As a long-term follow-up, the palpation of the testis and radiological examinations should be mandatory for any inconsistencies in patients with PMDS [12]. In stage T1b seminoma a single dose of the carboplatin area under the curve 7 (AUC7) was chosen to be the standard treatment for stage I seminoma rather than the adjuvant radiotherapy according to the results from MRC TE19/EORTC 30982 Study [15]. In our case, the patient consent was requested to perform the excision of the Mullerian remnants which were first being discovered during the laparoscopic procedure. This is considered a fundamental step due to the inconclusive guidelines of performing a surgical resection of the mass or just long-term monitoring [11, 12].

Of note the resection of the Mullerian remnants is not standardized as a treatment approach due to the high risk of malignancy; however, a recent outcome analysis showed the effectiveness of performing a laparoscopic approach to treat the patients with PMDS [16].
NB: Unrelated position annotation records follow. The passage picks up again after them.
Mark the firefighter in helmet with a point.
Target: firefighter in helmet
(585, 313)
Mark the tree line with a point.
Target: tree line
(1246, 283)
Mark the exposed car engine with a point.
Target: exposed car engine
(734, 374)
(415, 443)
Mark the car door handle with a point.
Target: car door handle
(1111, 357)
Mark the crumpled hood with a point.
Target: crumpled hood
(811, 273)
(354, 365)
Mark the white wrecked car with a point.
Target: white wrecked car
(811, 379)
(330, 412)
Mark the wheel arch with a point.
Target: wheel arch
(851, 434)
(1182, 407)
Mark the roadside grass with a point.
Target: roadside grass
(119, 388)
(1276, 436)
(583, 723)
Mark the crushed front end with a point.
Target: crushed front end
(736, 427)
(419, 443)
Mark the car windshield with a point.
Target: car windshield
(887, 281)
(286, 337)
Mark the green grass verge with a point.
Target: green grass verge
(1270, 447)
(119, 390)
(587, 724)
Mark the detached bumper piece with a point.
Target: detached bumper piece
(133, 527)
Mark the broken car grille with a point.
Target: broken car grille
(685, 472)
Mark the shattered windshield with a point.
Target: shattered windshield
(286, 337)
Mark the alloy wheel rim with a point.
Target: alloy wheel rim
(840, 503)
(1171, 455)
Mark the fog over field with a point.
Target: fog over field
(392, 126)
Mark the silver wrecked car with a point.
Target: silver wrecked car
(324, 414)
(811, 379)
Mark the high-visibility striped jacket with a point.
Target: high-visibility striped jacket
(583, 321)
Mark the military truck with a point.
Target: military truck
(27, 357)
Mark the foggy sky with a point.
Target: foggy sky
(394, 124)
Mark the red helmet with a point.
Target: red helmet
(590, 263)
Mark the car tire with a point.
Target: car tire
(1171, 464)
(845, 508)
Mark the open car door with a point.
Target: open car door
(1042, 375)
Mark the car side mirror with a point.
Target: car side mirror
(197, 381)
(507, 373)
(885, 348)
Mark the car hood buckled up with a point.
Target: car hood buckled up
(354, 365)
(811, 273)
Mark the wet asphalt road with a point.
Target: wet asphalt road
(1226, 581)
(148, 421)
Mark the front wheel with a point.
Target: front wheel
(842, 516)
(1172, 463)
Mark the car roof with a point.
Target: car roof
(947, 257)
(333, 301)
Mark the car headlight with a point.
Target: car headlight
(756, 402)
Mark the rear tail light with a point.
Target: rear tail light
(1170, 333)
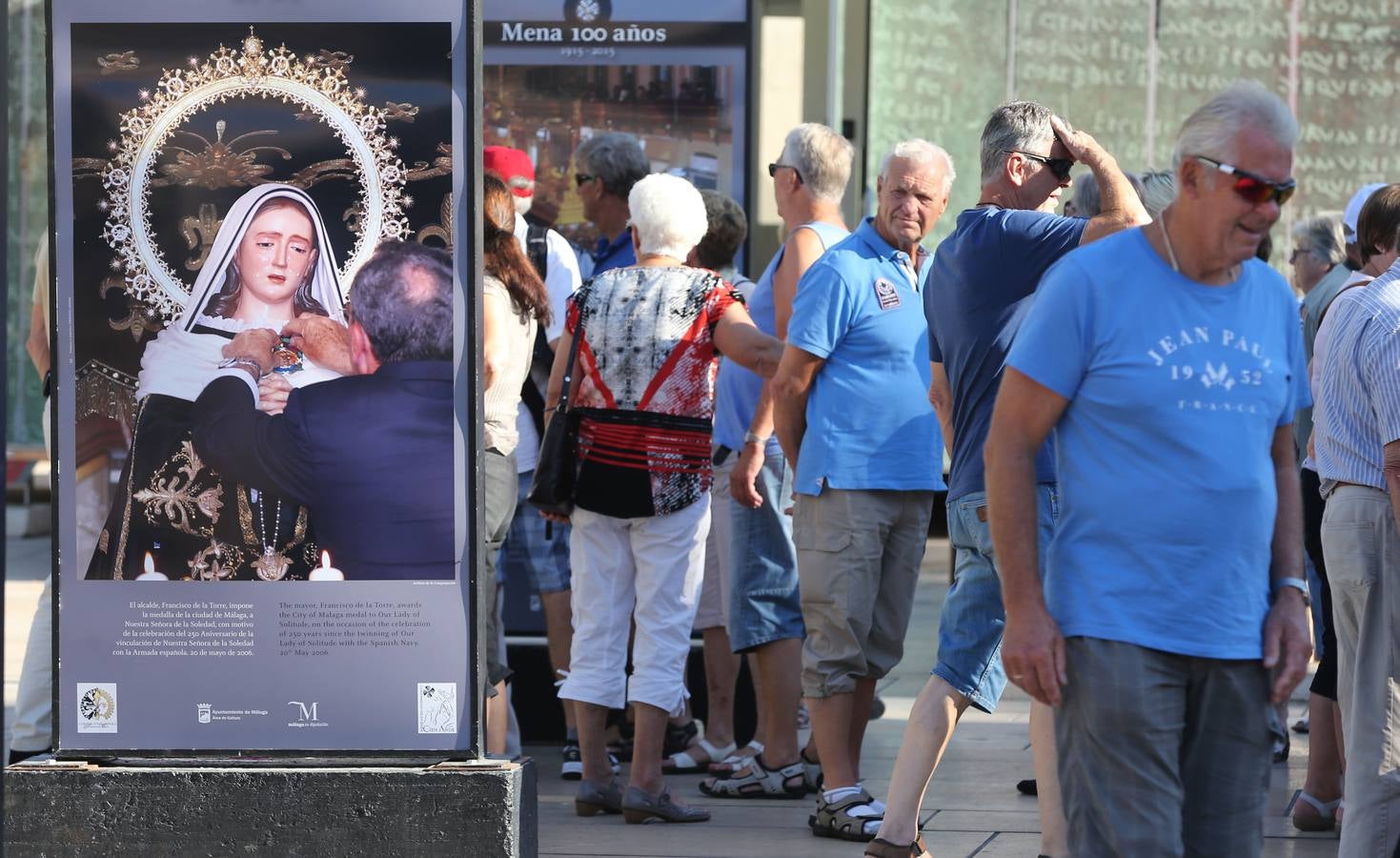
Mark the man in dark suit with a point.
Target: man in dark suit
(370, 454)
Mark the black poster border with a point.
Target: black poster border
(468, 397)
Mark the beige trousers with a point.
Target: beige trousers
(1361, 544)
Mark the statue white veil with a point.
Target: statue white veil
(184, 358)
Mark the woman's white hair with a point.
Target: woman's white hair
(822, 158)
(668, 214)
(920, 153)
(1212, 128)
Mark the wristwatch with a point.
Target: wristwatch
(1297, 583)
(242, 361)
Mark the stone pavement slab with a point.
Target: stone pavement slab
(970, 807)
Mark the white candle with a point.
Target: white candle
(325, 571)
(150, 574)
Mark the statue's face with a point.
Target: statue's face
(274, 256)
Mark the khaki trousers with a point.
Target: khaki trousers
(1361, 544)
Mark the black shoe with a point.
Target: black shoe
(680, 738)
(573, 766)
(20, 756)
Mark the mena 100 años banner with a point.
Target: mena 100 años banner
(282, 571)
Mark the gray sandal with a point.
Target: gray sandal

This publication aims to emphasize the importance of profound clinical examination that may help the diagnosis of PMDS associated with seminoma, even in males with typical appearance and secondary sexual characteristics. The correlation between these two diseases is still unclear. Further diagnostic procedures are required while dealing with an inguinal hernia and cryptorchidism patients to early detect PMDS and to prevent relevant complications.